Make sure that you remove the DISABLED_ prefix from the test names otherwise they will not run!

Formatting

Your code must follow the Google C++ Style Guide. We use Clang to automatically check the quality of your source code. Your project grade will be zero if your submission fails any of these checks.

Execute the following commands to check your syntax. The format target will automatically correct your code. The check-lint and check-clang-tidy targets will print errors that you must manually fix to conform to our style guide.

$ make format
$ make check-clang-tidy-p0

Memory Leaks

For this project, we use LLVM Address Sanitizer (ASAN) and Leak Sanitizer (LSAN) to check for memory errors. To enable ASAN and LSAN, configure CMake in debug mode and run tests as you normally would. If there is memory error, you will see a memory error report.
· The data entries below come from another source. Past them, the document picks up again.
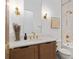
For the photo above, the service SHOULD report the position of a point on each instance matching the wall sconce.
(17, 12)
(45, 16)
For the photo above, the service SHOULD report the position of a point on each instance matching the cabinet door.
(23, 53)
(48, 51)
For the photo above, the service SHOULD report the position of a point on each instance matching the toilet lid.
(65, 51)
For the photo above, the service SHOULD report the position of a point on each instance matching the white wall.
(67, 22)
(35, 7)
(53, 8)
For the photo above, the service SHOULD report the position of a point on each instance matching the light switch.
(55, 23)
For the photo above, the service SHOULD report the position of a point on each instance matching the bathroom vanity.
(42, 50)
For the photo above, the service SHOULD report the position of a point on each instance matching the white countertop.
(21, 43)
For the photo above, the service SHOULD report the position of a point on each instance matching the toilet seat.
(65, 51)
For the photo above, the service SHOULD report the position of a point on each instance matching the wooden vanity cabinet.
(24, 53)
(40, 51)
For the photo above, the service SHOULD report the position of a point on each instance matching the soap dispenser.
(25, 36)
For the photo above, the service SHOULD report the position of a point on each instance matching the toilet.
(64, 53)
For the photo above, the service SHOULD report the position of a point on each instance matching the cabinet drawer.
(23, 53)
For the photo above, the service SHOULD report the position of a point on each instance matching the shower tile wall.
(67, 22)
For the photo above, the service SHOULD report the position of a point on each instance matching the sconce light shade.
(17, 12)
(45, 16)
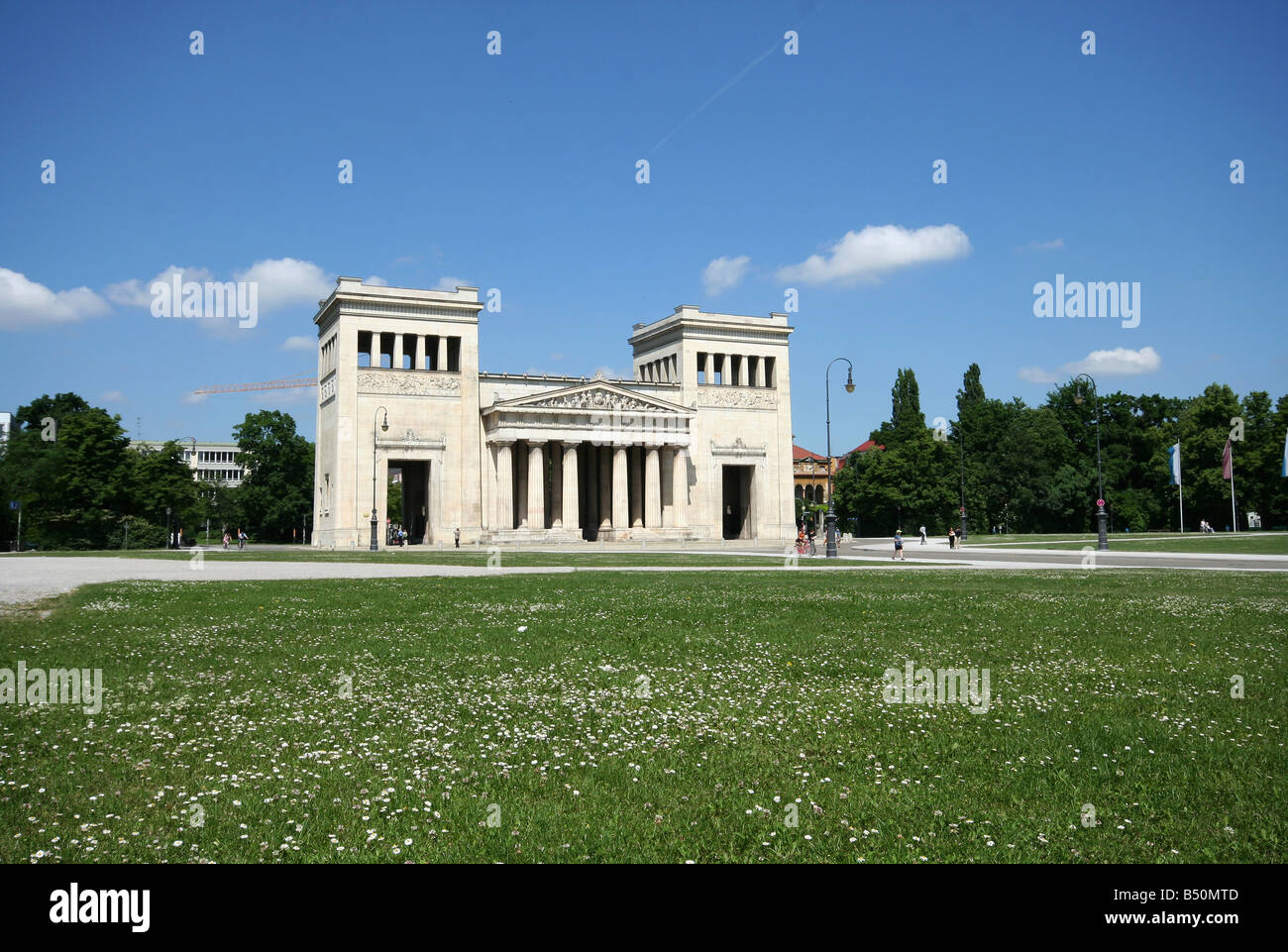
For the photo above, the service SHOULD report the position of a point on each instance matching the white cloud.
(877, 250)
(29, 304)
(1120, 363)
(286, 282)
(138, 294)
(724, 273)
Note that macOS only supports address sanitizer without leak sanitizer.

In some cases, address sanitizer might affect the usability of the debugger. In this case, you might need to disable all sanitizers by configuring the CMake project with:

$ cmake -DCMAKE_BUILD_TYPE=Debug -DBUSTUB_SANITIZER= ..

Development Hints

You can use BUSTUB_ASSERT for assertions in debug mode. Note that the statements within BUSTUB_ASSERT will NOT be executed in release mode. If you have something to assert in all cases, use BUSTUB_ENSURE instead.
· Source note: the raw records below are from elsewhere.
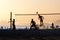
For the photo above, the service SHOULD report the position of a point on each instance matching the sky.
(26, 7)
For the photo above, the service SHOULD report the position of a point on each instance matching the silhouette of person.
(14, 24)
(33, 24)
(52, 25)
(41, 19)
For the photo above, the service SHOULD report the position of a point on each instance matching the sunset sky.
(27, 7)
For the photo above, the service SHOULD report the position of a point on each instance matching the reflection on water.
(48, 19)
(31, 38)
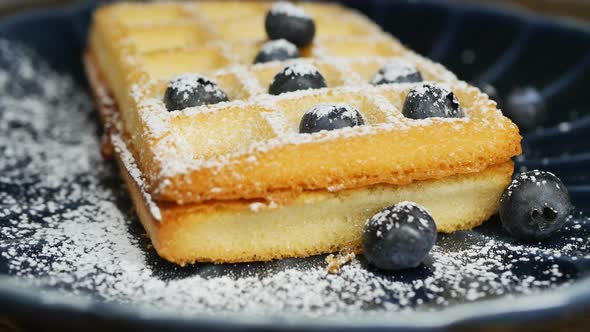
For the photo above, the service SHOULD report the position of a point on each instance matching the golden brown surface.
(236, 182)
(239, 149)
(311, 223)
We will test your implementation in release mode. To compile your solution in release mode,

$ mkdir build_rel && cd build_rel
$ cmake -DCMAKE_BUILD_TYPE=Release ..

Post all of your questions about this project on Piazza. Do not email the TAs directly with questions.

TAs will not look into your code or help you debug in this project.

Grading Rubric

In order to pass this project, you must ensure your code follows the following guidelines:

  1. Does the submission successfully execute all of the test cases and produce the correct answer?
  2. Does the submission execute without any memory leaks?
  3. Does the submission follow the code formatting and style policies?

Note that we will use additional test cases to grade your submission that are more complex than the sample test cases that we provide you in future projects.

Late Policy

There are no late days for this project.

Submission

You will submit your implementation to Gradescope:

Run this command in build directory and it will create a zip archive called project0-submission.zip that you can submit to Gradescope.

$ make submit-p0

Although you are allowed submit your answers as many times as you like, you should not treat Gradescope as your only debugging tool. Most students submit their projects near the deadline, and thus Gradescope will take longer to process the requests. You may not get feedback in a timely manner to help you debug problems. Furthermore, the output from Gradescope is unlikely to be as informative as the output from a debugger (like gdb), provided you invest some time in learning to use it.

CMU students should use the Gradescope course code announced on Piazza.

Collaboration Policy

WARNING: All of the code for this project must be your own. You may not copy source code from other students or other sources that you find on the web. Plagiarism will not be tolerated. See CMU's Policy on Academic Integrity for additional information.